The first winner of Seattle Public Theater’s biennial Emerald Prize for new plays, which carries a $10,000 award, “Fire Season” ambitiously tracks numerous narratives. It dashes between multiple scenes unfolding (and at times overlapping) under SPT artistic director Kelly Kitchens’ sprawling but cogent direction.

Liz (Kathryn Van Meter) is the anguished mom obsessively, quixotically determined to have an American flag fly at half-mast to honor her dead son. Boiling mad at the world, she can make the Frances McDormand character in the movie “Three Billboards Outside Ebbing, Missouri” (another tale of a bereft parent on a mission) look like a pussycat.

Curtis (Mike Dooly), a sincere, volatile former schoolmate of Liz, tries to do the right thing and is frequently interrupted by the pinging of a dysfunctional battery in the ankle bracelet he wears. And Liz’s surviving teenage son Ricky (Pablo Lopez) and his girlfriend Jessamyn (Sofia Raquel Sanchez) are essentially good kids stuck in a bad situation.

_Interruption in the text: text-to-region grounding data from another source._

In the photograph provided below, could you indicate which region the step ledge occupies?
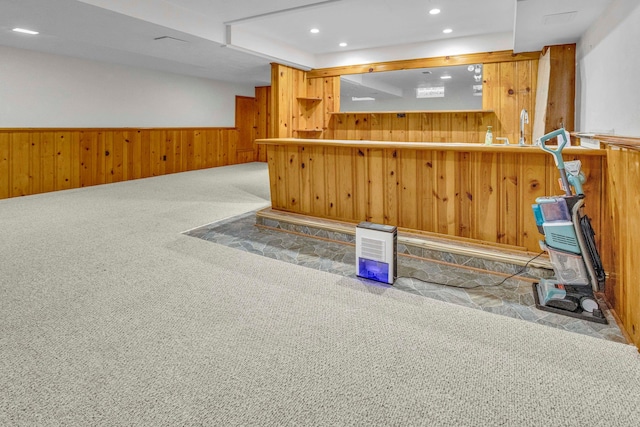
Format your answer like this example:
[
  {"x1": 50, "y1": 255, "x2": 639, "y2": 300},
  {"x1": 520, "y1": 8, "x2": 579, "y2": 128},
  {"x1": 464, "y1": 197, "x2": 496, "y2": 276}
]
[{"x1": 256, "y1": 208, "x2": 552, "y2": 270}]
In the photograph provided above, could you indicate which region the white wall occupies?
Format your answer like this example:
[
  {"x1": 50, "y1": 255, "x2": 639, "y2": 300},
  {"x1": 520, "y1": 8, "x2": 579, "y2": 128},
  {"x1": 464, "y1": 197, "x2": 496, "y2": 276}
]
[
  {"x1": 0, "y1": 45, "x2": 255, "y2": 128},
  {"x1": 576, "y1": 0, "x2": 640, "y2": 137}
]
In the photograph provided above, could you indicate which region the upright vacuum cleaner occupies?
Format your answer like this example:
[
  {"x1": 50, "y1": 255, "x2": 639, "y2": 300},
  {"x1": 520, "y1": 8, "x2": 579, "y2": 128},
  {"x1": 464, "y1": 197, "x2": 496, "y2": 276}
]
[{"x1": 532, "y1": 128, "x2": 608, "y2": 324}]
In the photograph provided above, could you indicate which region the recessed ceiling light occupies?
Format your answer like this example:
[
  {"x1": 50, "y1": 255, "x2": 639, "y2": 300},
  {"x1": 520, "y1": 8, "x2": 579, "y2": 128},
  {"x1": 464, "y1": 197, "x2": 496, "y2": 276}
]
[
  {"x1": 339, "y1": 42, "x2": 347, "y2": 47},
  {"x1": 310, "y1": 28, "x2": 320, "y2": 34},
  {"x1": 12, "y1": 28, "x2": 39, "y2": 35},
  {"x1": 443, "y1": 28, "x2": 453, "y2": 34},
  {"x1": 440, "y1": 75, "x2": 452, "y2": 80},
  {"x1": 429, "y1": 8, "x2": 441, "y2": 15}
]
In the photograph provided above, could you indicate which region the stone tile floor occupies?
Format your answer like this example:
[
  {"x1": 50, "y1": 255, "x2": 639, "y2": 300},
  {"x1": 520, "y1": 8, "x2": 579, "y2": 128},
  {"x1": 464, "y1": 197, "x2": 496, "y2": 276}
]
[{"x1": 185, "y1": 211, "x2": 627, "y2": 343}]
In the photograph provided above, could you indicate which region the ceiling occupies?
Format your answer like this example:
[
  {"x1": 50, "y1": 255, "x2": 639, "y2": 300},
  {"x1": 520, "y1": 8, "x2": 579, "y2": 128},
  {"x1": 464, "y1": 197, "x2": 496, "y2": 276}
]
[{"x1": 0, "y1": 0, "x2": 613, "y2": 87}]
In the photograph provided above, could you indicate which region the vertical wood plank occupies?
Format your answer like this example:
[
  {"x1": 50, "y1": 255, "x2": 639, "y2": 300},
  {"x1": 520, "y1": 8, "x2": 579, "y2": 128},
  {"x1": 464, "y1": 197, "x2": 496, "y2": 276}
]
[
  {"x1": 367, "y1": 148, "x2": 385, "y2": 224},
  {"x1": 0, "y1": 133, "x2": 9, "y2": 199},
  {"x1": 70, "y1": 132, "x2": 81, "y2": 189},
  {"x1": 309, "y1": 145, "x2": 326, "y2": 216},
  {"x1": 335, "y1": 147, "x2": 354, "y2": 220},
  {"x1": 202, "y1": 129, "x2": 213, "y2": 168},
  {"x1": 55, "y1": 132, "x2": 72, "y2": 190},
  {"x1": 266, "y1": 145, "x2": 280, "y2": 210},
  {"x1": 389, "y1": 114, "x2": 407, "y2": 142},
  {"x1": 520, "y1": 153, "x2": 548, "y2": 250},
  {"x1": 499, "y1": 153, "x2": 519, "y2": 245},
  {"x1": 398, "y1": 149, "x2": 418, "y2": 229},
  {"x1": 354, "y1": 146, "x2": 368, "y2": 221},
  {"x1": 79, "y1": 131, "x2": 95, "y2": 187},
  {"x1": 482, "y1": 63, "x2": 500, "y2": 134},
  {"x1": 500, "y1": 62, "x2": 518, "y2": 144},
  {"x1": 213, "y1": 129, "x2": 224, "y2": 167},
  {"x1": 39, "y1": 131, "x2": 57, "y2": 196},
  {"x1": 10, "y1": 132, "x2": 31, "y2": 197},
  {"x1": 516, "y1": 60, "x2": 535, "y2": 145},
  {"x1": 355, "y1": 114, "x2": 371, "y2": 140},
  {"x1": 384, "y1": 148, "x2": 398, "y2": 225},
  {"x1": 149, "y1": 130, "x2": 162, "y2": 177},
  {"x1": 419, "y1": 151, "x2": 435, "y2": 232},
  {"x1": 451, "y1": 113, "x2": 467, "y2": 142},
  {"x1": 122, "y1": 131, "x2": 133, "y2": 182},
  {"x1": 139, "y1": 130, "x2": 151, "y2": 178},
  {"x1": 285, "y1": 145, "x2": 301, "y2": 212},
  {"x1": 94, "y1": 131, "x2": 106, "y2": 186},
  {"x1": 182, "y1": 130, "x2": 194, "y2": 171},
  {"x1": 345, "y1": 114, "x2": 358, "y2": 140},
  {"x1": 274, "y1": 145, "x2": 288, "y2": 209},
  {"x1": 420, "y1": 113, "x2": 433, "y2": 142},
  {"x1": 436, "y1": 151, "x2": 456, "y2": 235},
  {"x1": 255, "y1": 86, "x2": 271, "y2": 162},
  {"x1": 407, "y1": 114, "x2": 422, "y2": 142},
  {"x1": 228, "y1": 131, "x2": 238, "y2": 165},
  {"x1": 431, "y1": 114, "x2": 451, "y2": 142},
  {"x1": 325, "y1": 147, "x2": 338, "y2": 218},
  {"x1": 332, "y1": 114, "x2": 348, "y2": 140},
  {"x1": 457, "y1": 151, "x2": 473, "y2": 238},
  {"x1": 473, "y1": 151, "x2": 499, "y2": 243},
  {"x1": 323, "y1": 77, "x2": 339, "y2": 139},
  {"x1": 292, "y1": 69, "x2": 303, "y2": 136},
  {"x1": 30, "y1": 132, "x2": 42, "y2": 194},
  {"x1": 111, "y1": 130, "x2": 124, "y2": 183},
  {"x1": 193, "y1": 130, "x2": 203, "y2": 170},
  {"x1": 299, "y1": 145, "x2": 312, "y2": 214},
  {"x1": 130, "y1": 130, "x2": 143, "y2": 180},
  {"x1": 371, "y1": 114, "x2": 391, "y2": 141}
]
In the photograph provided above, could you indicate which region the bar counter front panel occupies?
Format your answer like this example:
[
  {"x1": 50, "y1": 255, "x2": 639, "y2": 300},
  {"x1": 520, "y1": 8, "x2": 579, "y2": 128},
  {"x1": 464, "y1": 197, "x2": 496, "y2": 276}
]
[{"x1": 257, "y1": 138, "x2": 607, "y2": 255}]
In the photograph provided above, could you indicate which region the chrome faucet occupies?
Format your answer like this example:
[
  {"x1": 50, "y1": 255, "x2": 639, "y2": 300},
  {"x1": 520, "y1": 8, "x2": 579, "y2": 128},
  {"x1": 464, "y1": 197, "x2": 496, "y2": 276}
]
[{"x1": 519, "y1": 109, "x2": 529, "y2": 145}]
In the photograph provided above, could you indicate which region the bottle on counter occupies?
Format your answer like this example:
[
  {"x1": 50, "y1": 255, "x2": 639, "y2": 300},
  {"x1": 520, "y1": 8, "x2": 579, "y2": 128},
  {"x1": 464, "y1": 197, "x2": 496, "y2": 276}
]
[{"x1": 484, "y1": 126, "x2": 493, "y2": 145}]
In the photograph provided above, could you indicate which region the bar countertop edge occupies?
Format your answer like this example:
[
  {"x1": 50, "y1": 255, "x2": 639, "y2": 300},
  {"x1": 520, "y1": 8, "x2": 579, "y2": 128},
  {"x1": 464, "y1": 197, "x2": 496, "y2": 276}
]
[{"x1": 256, "y1": 138, "x2": 606, "y2": 155}]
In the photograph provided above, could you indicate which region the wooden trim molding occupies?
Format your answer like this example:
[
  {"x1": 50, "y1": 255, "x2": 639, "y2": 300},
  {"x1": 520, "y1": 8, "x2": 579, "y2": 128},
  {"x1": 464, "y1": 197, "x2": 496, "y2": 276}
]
[
  {"x1": 598, "y1": 135, "x2": 640, "y2": 150},
  {"x1": 307, "y1": 50, "x2": 541, "y2": 78}
]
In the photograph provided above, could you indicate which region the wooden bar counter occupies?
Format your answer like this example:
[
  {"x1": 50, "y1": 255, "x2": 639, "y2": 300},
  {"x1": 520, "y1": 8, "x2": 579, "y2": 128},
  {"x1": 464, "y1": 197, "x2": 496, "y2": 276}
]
[{"x1": 257, "y1": 138, "x2": 607, "y2": 254}]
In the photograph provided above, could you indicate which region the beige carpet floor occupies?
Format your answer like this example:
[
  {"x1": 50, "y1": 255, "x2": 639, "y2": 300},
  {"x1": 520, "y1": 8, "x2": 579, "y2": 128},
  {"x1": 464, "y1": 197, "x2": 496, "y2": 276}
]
[{"x1": 1, "y1": 162, "x2": 639, "y2": 426}]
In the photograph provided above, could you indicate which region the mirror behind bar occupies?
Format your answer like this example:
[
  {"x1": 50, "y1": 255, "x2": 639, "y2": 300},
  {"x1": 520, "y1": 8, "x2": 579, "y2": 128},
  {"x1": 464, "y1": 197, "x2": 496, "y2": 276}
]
[{"x1": 340, "y1": 64, "x2": 483, "y2": 112}]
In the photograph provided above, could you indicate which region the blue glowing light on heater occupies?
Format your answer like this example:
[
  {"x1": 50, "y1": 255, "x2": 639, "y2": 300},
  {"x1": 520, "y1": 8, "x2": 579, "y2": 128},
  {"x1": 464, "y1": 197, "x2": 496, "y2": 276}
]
[{"x1": 358, "y1": 258, "x2": 389, "y2": 283}]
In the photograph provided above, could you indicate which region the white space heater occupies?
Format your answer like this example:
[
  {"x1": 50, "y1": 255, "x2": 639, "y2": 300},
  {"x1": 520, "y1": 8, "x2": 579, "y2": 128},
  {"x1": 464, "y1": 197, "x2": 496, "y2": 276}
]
[{"x1": 355, "y1": 222, "x2": 397, "y2": 284}]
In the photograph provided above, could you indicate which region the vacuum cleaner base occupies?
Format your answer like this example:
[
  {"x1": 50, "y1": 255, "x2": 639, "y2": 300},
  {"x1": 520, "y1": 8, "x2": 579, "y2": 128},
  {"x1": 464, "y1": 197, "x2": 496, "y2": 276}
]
[{"x1": 532, "y1": 282, "x2": 608, "y2": 324}]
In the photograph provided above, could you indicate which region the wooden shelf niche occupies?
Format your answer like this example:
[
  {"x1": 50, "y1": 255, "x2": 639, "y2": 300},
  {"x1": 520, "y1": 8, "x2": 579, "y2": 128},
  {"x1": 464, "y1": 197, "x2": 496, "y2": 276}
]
[{"x1": 295, "y1": 96, "x2": 324, "y2": 138}]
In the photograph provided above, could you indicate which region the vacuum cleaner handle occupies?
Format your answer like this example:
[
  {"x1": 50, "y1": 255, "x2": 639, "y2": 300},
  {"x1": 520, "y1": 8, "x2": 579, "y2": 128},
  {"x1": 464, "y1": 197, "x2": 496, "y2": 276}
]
[
  {"x1": 538, "y1": 128, "x2": 569, "y2": 169},
  {"x1": 538, "y1": 128, "x2": 572, "y2": 196}
]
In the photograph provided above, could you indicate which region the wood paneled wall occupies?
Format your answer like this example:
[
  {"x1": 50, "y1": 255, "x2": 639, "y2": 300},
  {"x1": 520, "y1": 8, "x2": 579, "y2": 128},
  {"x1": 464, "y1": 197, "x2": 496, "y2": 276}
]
[
  {"x1": 329, "y1": 112, "x2": 494, "y2": 143},
  {"x1": 545, "y1": 44, "x2": 576, "y2": 133},
  {"x1": 265, "y1": 140, "x2": 606, "y2": 254},
  {"x1": 482, "y1": 60, "x2": 538, "y2": 146},
  {"x1": 604, "y1": 144, "x2": 640, "y2": 347},
  {"x1": 0, "y1": 128, "x2": 244, "y2": 199}
]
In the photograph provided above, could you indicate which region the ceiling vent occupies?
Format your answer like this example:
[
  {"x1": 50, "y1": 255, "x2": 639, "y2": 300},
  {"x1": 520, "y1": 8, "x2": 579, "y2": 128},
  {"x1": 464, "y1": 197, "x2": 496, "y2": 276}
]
[
  {"x1": 543, "y1": 11, "x2": 578, "y2": 25},
  {"x1": 153, "y1": 36, "x2": 188, "y2": 43}
]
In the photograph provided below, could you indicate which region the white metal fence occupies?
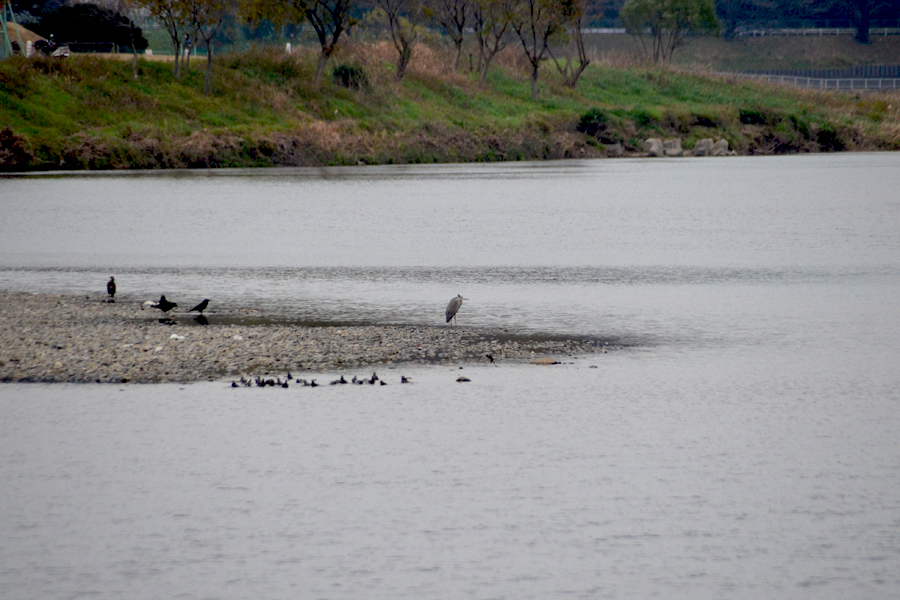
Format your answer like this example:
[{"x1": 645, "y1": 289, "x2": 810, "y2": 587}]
[
  {"x1": 736, "y1": 27, "x2": 900, "y2": 37},
  {"x1": 733, "y1": 73, "x2": 900, "y2": 90}
]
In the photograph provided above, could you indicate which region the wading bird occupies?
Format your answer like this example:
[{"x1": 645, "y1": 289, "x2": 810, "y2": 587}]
[
  {"x1": 107, "y1": 277, "x2": 116, "y2": 302},
  {"x1": 445, "y1": 295, "x2": 468, "y2": 325}
]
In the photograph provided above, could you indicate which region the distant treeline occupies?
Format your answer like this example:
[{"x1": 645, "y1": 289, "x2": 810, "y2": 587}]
[
  {"x1": 10, "y1": 0, "x2": 899, "y2": 50},
  {"x1": 590, "y1": 1, "x2": 900, "y2": 34},
  {"x1": 10, "y1": 0, "x2": 148, "y2": 52},
  {"x1": 714, "y1": 0, "x2": 900, "y2": 41}
]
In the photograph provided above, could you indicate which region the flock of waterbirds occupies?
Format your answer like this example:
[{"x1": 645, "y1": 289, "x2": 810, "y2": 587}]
[{"x1": 230, "y1": 371, "x2": 420, "y2": 389}]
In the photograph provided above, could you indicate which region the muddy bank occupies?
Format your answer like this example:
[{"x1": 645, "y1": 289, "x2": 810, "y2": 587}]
[
  {"x1": 1, "y1": 117, "x2": 887, "y2": 172},
  {"x1": 0, "y1": 292, "x2": 613, "y2": 383}
]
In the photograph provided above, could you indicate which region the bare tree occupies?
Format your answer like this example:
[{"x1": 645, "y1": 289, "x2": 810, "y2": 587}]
[
  {"x1": 138, "y1": 0, "x2": 190, "y2": 77},
  {"x1": 428, "y1": 0, "x2": 470, "y2": 70},
  {"x1": 91, "y1": 0, "x2": 144, "y2": 78},
  {"x1": 507, "y1": 0, "x2": 566, "y2": 100},
  {"x1": 546, "y1": 0, "x2": 591, "y2": 88},
  {"x1": 186, "y1": 0, "x2": 232, "y2": 93},
  {"x1": 620, "y1": 0, "x2": 719, "y2": 64},
  {"x1": 369, "y1": 0, "x2": 426, "y2": 80},
  {"x1": 471, "y1": 0, "x2": 513, "y2": 80}
]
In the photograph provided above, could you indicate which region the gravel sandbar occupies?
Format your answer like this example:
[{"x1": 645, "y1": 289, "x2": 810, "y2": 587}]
[{"x1": 1, "y1": 292, "x2": 612, "y2": 383}]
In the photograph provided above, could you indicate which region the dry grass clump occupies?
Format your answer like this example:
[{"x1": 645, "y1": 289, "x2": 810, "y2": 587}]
[{"x1": 333, "y1": 41, "x2": 399, "y2": 89}]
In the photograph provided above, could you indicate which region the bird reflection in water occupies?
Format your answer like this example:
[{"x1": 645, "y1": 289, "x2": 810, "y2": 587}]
[{"x1": 193, "y1": 315, "x2": 209, "y2": 326}]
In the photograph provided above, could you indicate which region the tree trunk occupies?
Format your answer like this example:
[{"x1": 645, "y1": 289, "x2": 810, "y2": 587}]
[
  {"x1": 530, "y1": 62, "x2": 539, "y2": 101},
  {"x1": 564, "y1": 62, "x2": 588, "y2": 88},
  {"x1": 557, "y1": 26, "x2": 590, "y2": 88},
  {"x1": 396, "y1": 42, "x2": 412, "y2": 81},
  {"x1": 479, "y1": 55, "x2": 495, "y2": 81},
  {"x1": 314, "y1": 51, "x2": 329, "y2": 90},
  {"x1": 129, "y1": 27, "x2": 138, "y2": 80},
  {"x1": 204, "y1": 46, "x2": 213, "y2": 94},
  {"x1": 171, "y1": 39, "x2": 181, "y2": 78}
]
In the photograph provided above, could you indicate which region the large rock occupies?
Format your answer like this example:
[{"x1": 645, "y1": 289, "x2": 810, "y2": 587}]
[
  {"x1": 692, "y1": 138, "x2": 714, "y2": 156},
  {"x1": 710, "y1": 139, "x2": 730, "y2": 156},
  {"x1": 642, "y1": 138, "x2": 664, "y2": 157},
  {"x1": 663, "y1": 138, "x2": 683, "y2": 157}
]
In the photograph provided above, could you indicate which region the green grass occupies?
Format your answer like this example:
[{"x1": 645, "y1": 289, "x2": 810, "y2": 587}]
[{"x1": 1, "y1": 43, "x2": 899, "y2": 171}]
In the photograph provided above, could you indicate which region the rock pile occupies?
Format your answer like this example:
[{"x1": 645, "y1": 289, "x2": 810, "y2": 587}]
[
  {"x1": 642, "y1": 137, "x2": 733, "y2": 157},
  {"x1": 0, "y1": 292, "x2": 612, "y2": 383}
]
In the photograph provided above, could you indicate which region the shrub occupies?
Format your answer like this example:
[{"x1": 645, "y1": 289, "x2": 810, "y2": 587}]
[
  {"x1": 0, "y1": 128, "x2": 35, "y2": 171},
  {"x1": 628, "y1": 107, "x2": 658, "y2": 127},
  {"x1": 739, "y1": 108, "x2": 768, "y2": 125},
  {"x1": 816, "y1": 126, "x2": 845, "y2": 152},
  {"x1": 576, "y1": 108, "x2": 608, "y2": 137},
  {"x1": 692, "y1": 113, "x2": 719, "y2": 128},
  {"x1": 333, "y1": 64, "x2": 369, "y2": 90}
]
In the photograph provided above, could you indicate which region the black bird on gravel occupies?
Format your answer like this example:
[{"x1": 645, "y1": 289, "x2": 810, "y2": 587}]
[
  {"x1": 154, "y1": 295, "x2": 177, "y2": 314},
  {"x1": 189, "y1": 299, "x2": 209, "y2": 314},
  {"x1": 107, "y1": 277, "x2": 116, "y2": 302}
]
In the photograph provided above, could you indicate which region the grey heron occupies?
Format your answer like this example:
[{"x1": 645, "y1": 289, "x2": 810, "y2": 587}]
[{"x1": 445, "y1": 294, "x2": 468, "y2": 325}]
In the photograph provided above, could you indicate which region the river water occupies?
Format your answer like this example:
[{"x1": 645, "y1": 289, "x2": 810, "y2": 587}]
[{"x1": 1, "y1": 154, "x2": 899, "y2": 599}]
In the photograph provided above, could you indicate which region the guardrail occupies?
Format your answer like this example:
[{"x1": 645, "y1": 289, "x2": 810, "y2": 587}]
[
  {"x1": 746, "y1": 66, "x2": 900, "y2": 78},
  {"x1": 733, "y1": 73, "x2": 900, "y2": 90},
  {"x1": 736, "y1": 27, "x2": 900, "y2": 37}
]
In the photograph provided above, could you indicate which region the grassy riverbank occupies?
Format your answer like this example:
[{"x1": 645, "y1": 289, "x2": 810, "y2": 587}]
[{"x1": 2, "y1": 42, "x2": 900, "y2": 171}]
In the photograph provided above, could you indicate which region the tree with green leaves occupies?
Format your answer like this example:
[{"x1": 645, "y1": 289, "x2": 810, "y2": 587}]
[
  {"x1": 620, "y1": 0, "x2": 719, "y2": 64},
  {"x1": 30, "y1": 2, "x2": 148, "y2": 52}
]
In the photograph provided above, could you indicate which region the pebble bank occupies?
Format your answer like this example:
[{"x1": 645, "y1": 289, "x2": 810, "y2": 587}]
[{"x1": 0, "y1": 292, "x2": 612, "y2": 383}]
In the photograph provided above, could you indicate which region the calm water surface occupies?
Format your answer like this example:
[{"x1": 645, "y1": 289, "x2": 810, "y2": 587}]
[{"x1": 1, "y1": 154, "x2": 899, "y2": 599}]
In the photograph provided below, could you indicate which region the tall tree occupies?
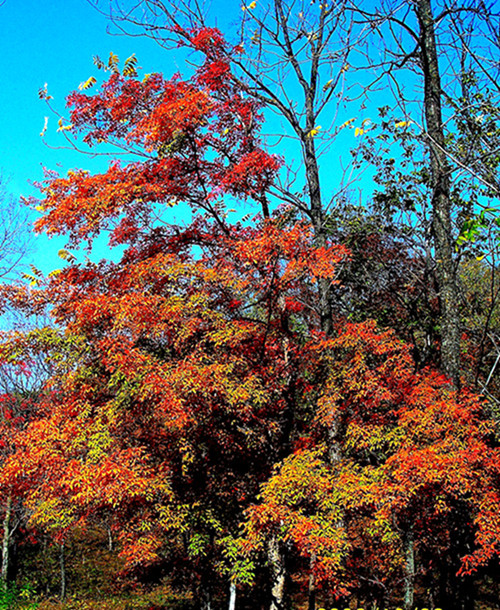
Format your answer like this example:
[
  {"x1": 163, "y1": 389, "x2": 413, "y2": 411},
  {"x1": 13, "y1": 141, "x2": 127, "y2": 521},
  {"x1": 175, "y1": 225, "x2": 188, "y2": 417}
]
[
  {"x1": 10, "y1": 56, "x2": 346, "y2": 607},
  {"x1": 88, "y1": 0, "x2": 368, "y2": 337},
  {"x1": 415, "y1": 0, "x2": 460, "y2": 386},
  {"x1": 357, "y1": 0, "x2": 500, "y2": 386},
  {"x1": 90, "y1": 0, "x2": 500, "y2": 390}
]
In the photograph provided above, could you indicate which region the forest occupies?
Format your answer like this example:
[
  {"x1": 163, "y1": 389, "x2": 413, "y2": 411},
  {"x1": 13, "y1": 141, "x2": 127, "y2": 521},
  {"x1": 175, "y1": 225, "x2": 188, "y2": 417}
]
[{"x1": 0, "y1": 0, "x2": 499, "y2": 608}]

The fact that some of the above are peddling the kind of drugs that killed 12-year-old Eli, Liz’s younger child, is framed as one of the few ways to earn more than minimum wage out there in the boonies. And it’s no surprise that local physicians like the meticulous Dr. Cormack (Dedra D. Woods) are suspected of doling out too many painkillers to their patients.

“Fire Season” generously empathizes with all of these people, and it’s not without dashes of dark humor. But the play spreads their stories very thinly — at the expense of giving us a more revealing, nuanced understanding of them as individuals, or their community as something more than a place people long to escape.

This creates some problems for the actors. As Liz, Van Meter lashes out in loud and snarly, profanity-filled outbursts so often it’s understandable why her uptight boss at Walmart (Martyn Krause), a convenient villain here, fires her.

As Curtis, Dooly does more with less. Either I missed why Curtis is under house arrest or the playwright hasn’t revealed it. In any case, this compelling actor captures his shame, desperation and grasping for redemption in silences as well as dialogue.

Lopez looks older than Ricky’s age, but his moping and back-talk around Liz are convincingly adolescent. (His mom’s barbed term of endearment for Ricky is “f— face.”) And Sanchez lifts a fresh breeze in her animated innocence, and is touching when her naive dreams are crushed.

Woods endows Cormack with dignity and compassion. But her role comes off mainly as a narrative device. You want to know more about this black doc’s life in this town — and more about the town itself. Though it is in an area of natural beauty, according to the doctor, designer Julia Welch’s scenic backdrop evokes only an abstractly grim, fenced-in landscape.

As for the opioid crisis, it can’t get much grimmer than when 12-year-olds are victims of it. “Fire Season” suggests, as do many experts, that not only physicians and dealers but also drug manufacturers and pharmacists share responsibility for the skyrocketing tally of opioid use nationwide.

But we meet no people with opioid addiction in this play, and learn little about what drew Eli into the deadly maze. To comprehend his death, maybe we need to know more about his life — and the town that bred him.